Buying Your First Dream Home


So you are considering the American Dream, home ownership. You hear from your friends that it is the greatest thing and there are so many benefits: building equity, tax deductions and the pride of your own white picket fence, but listen up if you are not careful the American Dream can quickly turn into a financial nightmare.

Buying a home, especially your first, is a very emotional process, whether it is because you grew up in a comfortable home and want to replicate the lifestyle of your family or you have just always dreamed of having those great amenities. It can be a great experience to purchase a home, but we must be careful, it is easy to get distracted by the glamour of owning and forgetting all of the baggage that comes with it.

So here are a few things to think of before you go any further.

The Down Payment – 0 Down - No Problem….NOT SO FAST!

Our recommendation is don’t buy unless you can afford to make at least a 10% down payment. Why? Simple: if you are not capable of saving for a 10% down payment, you are probably not ready for the fiduciary responsibility of owning a home.

The Monthly Payment – MORTGAGE ? RENT

Your mortgage payment is just the beginning of owning your house. For simplicity, let’s assume you are currently paying $1,100 a month in rent and are considering purchasing. You find this great house for $200,000, you can put 10% down, a $20,000 down-payment and qualify for a mortgage of $180,000.

Using the Dynasty Partners mortgage calculator on a 30 year fixed mortgage of 6.2% it works out to be about $1,102.44 per month. Your first instinct would be: this is a silly why wouldn’t I buy a house? And you would be wrong.

You should probably budget at least 40% more then your base mortgage payment to get an accurate read on your monthly costs. Things you forgot include: property taxes, homeowner’s insurance, private mortgage insurance, maintenance expenses, closing costs, and possibly association dues if it is a townhouse, condo or special neighborhood.

Assuming it is a single family house with no association dues, property taxes are 2% in your area, which is $4000 a year or $333/month, homeowners insurance $25 per $100,000, or $50 per month and since you have to pay PMI insurance because you made less then a 20% down-payment it will be another $90 or so a month.

Last, but definitely not least, maintenance: you can no longer call your landlord when you’re cold and the heat won’t turn on. On average, I would budget $100/month in maintenance expenses for a reasonable safety net.

Add all of these costs up and you have an additional $573 per month, turning your $1,100 mortgage payment into an almost $1,700 cost of ownership.

Deceptive Benefits – BUT WHAT ABOUT THE TAX SAVINGS?

Let's take another look at our $1,100 monthly mortgage. The total interest payments in the first year will be about $11,100. Your tax savings assuming you are in the 20% tax bracket (20 percent of $11,100) is $2,220 or about $185 a month. This does reduce your monthly payment, but does not even cover the additional property taxes that you are now paying as an owner.

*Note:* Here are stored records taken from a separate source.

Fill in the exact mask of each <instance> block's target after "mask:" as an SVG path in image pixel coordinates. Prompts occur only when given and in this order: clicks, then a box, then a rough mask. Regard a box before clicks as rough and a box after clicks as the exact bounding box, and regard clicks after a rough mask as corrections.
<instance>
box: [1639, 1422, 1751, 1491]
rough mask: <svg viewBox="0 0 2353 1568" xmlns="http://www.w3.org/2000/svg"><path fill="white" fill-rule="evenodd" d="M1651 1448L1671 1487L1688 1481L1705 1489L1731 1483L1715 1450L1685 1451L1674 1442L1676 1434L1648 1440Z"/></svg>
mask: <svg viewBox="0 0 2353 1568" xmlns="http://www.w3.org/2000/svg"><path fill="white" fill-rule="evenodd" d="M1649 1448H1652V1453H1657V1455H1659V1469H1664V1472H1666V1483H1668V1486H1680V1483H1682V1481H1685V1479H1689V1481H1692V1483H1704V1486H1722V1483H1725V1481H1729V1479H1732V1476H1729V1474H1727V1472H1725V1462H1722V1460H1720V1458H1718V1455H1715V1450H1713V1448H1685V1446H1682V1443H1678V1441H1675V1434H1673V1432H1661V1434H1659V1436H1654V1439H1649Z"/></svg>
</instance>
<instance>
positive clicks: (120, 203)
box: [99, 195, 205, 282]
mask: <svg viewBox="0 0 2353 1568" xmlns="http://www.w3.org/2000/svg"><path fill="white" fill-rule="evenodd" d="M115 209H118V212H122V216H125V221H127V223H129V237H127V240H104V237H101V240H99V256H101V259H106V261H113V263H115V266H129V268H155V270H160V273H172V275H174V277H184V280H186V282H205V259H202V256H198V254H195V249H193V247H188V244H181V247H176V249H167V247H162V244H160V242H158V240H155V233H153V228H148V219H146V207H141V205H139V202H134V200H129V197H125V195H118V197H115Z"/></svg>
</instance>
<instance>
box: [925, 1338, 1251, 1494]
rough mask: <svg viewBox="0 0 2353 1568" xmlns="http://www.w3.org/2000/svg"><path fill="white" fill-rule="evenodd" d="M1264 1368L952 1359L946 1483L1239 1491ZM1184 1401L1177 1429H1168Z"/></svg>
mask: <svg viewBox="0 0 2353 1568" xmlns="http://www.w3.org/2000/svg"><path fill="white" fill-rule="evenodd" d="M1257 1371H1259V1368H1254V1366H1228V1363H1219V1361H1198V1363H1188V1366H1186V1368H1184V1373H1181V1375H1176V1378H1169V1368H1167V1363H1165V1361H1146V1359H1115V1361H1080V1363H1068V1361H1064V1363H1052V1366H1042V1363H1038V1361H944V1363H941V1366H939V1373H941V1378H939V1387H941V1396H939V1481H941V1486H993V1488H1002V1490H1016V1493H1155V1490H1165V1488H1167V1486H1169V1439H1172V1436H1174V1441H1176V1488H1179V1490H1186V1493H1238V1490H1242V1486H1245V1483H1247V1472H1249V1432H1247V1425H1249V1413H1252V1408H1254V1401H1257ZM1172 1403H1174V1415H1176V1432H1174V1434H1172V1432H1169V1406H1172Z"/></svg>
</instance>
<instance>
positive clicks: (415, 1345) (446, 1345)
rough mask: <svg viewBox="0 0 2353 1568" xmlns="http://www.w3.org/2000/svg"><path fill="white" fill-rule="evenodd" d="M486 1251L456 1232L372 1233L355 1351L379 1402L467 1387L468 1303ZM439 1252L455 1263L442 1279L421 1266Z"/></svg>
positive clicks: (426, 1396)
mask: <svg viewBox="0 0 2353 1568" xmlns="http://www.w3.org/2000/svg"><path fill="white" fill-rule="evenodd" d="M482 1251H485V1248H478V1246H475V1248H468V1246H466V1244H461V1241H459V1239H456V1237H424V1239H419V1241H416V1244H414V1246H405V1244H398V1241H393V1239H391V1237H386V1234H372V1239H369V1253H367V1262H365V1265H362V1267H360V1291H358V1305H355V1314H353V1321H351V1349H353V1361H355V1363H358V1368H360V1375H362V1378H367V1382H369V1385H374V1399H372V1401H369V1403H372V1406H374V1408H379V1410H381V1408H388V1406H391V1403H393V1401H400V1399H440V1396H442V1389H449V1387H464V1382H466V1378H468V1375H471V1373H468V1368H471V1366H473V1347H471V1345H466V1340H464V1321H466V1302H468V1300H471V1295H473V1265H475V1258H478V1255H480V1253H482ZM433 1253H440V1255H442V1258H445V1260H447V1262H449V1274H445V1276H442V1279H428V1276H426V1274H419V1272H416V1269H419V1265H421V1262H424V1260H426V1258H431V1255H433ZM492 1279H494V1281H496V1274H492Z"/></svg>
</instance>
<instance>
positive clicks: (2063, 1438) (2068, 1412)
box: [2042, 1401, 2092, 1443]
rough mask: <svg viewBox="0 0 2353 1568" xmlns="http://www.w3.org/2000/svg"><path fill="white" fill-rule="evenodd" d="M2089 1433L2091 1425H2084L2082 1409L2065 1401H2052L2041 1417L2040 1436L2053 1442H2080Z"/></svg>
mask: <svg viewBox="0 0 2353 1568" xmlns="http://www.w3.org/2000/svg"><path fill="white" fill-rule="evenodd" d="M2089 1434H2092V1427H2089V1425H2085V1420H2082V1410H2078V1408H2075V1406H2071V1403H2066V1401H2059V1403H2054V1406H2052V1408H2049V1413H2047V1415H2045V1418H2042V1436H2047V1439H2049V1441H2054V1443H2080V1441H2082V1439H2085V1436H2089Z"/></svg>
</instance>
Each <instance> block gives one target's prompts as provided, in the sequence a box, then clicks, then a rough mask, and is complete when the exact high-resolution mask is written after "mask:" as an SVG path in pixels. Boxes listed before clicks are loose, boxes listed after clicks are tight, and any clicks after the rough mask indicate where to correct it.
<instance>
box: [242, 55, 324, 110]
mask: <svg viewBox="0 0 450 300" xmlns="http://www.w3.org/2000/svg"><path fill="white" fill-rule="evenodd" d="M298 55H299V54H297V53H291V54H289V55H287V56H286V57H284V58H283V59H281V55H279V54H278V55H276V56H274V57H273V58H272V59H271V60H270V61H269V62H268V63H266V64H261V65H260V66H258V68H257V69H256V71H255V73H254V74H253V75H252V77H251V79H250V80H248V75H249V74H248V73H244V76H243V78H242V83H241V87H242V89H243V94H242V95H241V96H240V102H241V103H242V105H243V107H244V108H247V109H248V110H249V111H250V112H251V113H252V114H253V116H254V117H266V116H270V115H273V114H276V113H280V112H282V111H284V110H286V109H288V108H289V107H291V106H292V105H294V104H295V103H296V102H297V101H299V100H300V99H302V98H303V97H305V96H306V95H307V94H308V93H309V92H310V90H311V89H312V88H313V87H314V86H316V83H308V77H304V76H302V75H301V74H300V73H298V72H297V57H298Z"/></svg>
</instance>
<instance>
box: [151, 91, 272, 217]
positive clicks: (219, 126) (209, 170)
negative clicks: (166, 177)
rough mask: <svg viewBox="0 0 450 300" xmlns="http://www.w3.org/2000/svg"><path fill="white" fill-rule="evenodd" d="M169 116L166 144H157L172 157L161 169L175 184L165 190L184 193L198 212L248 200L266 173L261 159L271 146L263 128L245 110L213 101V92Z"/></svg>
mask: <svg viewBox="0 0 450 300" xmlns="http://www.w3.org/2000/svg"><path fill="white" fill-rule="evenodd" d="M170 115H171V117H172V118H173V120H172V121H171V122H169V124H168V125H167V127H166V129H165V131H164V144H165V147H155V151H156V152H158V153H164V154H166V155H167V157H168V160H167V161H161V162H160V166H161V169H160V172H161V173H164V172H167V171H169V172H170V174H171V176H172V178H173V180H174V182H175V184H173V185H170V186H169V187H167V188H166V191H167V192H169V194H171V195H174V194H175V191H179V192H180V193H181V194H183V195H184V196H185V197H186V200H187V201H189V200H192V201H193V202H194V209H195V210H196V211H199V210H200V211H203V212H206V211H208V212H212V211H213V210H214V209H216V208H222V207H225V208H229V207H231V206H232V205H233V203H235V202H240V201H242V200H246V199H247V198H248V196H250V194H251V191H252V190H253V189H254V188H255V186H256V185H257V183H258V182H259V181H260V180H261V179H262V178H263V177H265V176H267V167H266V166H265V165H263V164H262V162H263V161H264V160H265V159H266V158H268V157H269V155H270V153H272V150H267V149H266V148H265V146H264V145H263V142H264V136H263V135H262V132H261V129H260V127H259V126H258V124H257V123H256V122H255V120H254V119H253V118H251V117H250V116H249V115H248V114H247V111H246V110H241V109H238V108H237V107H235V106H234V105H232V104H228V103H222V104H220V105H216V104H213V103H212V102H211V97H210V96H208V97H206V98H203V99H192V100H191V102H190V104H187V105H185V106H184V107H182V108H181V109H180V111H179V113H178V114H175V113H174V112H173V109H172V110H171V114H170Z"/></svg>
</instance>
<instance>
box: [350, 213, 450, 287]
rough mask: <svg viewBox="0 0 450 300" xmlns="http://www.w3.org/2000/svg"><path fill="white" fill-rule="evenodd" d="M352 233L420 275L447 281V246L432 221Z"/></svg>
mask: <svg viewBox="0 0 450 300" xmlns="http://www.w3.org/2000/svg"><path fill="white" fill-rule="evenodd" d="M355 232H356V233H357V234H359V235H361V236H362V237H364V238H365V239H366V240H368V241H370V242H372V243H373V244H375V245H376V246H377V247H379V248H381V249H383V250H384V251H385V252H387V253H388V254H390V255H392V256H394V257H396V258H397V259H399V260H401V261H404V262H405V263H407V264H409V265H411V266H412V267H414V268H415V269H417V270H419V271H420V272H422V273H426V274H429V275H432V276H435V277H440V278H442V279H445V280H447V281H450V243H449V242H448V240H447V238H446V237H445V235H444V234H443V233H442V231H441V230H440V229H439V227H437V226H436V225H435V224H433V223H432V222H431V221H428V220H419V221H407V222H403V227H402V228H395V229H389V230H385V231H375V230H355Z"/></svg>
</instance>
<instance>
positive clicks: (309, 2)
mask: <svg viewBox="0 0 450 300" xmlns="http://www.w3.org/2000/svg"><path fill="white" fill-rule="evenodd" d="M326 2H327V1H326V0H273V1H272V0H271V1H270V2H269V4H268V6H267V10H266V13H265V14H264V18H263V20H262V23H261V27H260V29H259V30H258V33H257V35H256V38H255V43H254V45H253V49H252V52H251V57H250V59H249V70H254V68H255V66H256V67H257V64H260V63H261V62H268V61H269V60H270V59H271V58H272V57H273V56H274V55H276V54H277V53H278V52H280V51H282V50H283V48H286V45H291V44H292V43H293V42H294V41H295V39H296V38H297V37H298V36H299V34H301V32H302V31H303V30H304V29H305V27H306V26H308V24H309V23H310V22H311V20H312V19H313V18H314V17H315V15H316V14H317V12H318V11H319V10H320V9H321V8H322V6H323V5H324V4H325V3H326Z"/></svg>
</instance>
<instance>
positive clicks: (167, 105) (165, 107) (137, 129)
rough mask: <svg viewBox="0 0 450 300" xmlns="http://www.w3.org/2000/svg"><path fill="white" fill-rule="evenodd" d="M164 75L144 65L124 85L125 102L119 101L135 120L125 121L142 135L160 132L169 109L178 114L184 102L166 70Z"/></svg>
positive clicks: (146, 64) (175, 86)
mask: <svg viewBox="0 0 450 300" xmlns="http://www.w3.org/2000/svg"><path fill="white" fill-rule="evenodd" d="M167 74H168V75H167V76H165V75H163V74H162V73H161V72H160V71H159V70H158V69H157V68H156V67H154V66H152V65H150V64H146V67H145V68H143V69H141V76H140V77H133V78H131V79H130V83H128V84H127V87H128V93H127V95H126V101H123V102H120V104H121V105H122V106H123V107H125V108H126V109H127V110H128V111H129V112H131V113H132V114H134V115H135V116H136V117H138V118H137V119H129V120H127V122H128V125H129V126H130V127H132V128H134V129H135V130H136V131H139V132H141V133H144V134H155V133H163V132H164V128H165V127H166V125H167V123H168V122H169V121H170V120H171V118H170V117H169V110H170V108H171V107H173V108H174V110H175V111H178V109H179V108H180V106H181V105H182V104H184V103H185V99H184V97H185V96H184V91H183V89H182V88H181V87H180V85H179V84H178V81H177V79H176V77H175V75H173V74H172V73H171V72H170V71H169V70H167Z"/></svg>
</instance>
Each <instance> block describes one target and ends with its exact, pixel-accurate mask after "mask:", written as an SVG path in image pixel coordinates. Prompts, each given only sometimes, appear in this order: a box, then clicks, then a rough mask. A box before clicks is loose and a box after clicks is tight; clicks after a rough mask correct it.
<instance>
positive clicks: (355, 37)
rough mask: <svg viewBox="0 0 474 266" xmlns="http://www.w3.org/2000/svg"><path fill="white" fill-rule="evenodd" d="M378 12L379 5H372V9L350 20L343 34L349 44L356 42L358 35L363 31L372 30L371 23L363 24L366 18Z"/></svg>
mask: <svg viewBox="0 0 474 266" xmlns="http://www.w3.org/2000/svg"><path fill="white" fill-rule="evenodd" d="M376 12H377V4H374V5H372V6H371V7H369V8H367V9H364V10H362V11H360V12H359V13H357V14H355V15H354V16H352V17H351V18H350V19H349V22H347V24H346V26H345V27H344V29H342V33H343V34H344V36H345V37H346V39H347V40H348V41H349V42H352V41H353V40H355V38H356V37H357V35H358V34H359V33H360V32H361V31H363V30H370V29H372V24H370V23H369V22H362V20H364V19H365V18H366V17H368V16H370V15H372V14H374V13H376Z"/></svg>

Your monthly payments might be reduced to $1,490 per month, which might not seem like a lot more then your $1,100 rent payment, but for some of you it can make a large difference in your lifestyle and comfort level. All of the extra costs should be factored in when you are deciding how much home you can really afford. You might need to come down a little in price.

Every $10,000 you come down in the mortgage cost will reduce your monthly payment by about $52. We still think that buying a house is the best investment a family can make, but it takes diligence to ensure that you are not overextending yourself.

The Market – Everyone’s Saying It’s A BUYERS MARKET…Not Yet.

It is true, we are currently facing the worst housing slump in two decades, which surprised individuals who were used to seeing extraordinary annual appreciation in their home values, but if we learned anything from the 2000 tech bubble; is that market slumps take time to recover.

It was just recently that the S&P 500 stock index surpassed the levels it was in 2000. With rising inflation a scare it is likely that the fed will not lower interest rates, therefore putting continued pressure on the housing market, which signals that a turnaround won’t happen overnight.

So when your realtor calls and explains the buyer’s market is due to high inventory levels, he better be signaling that sellers are willing to discount.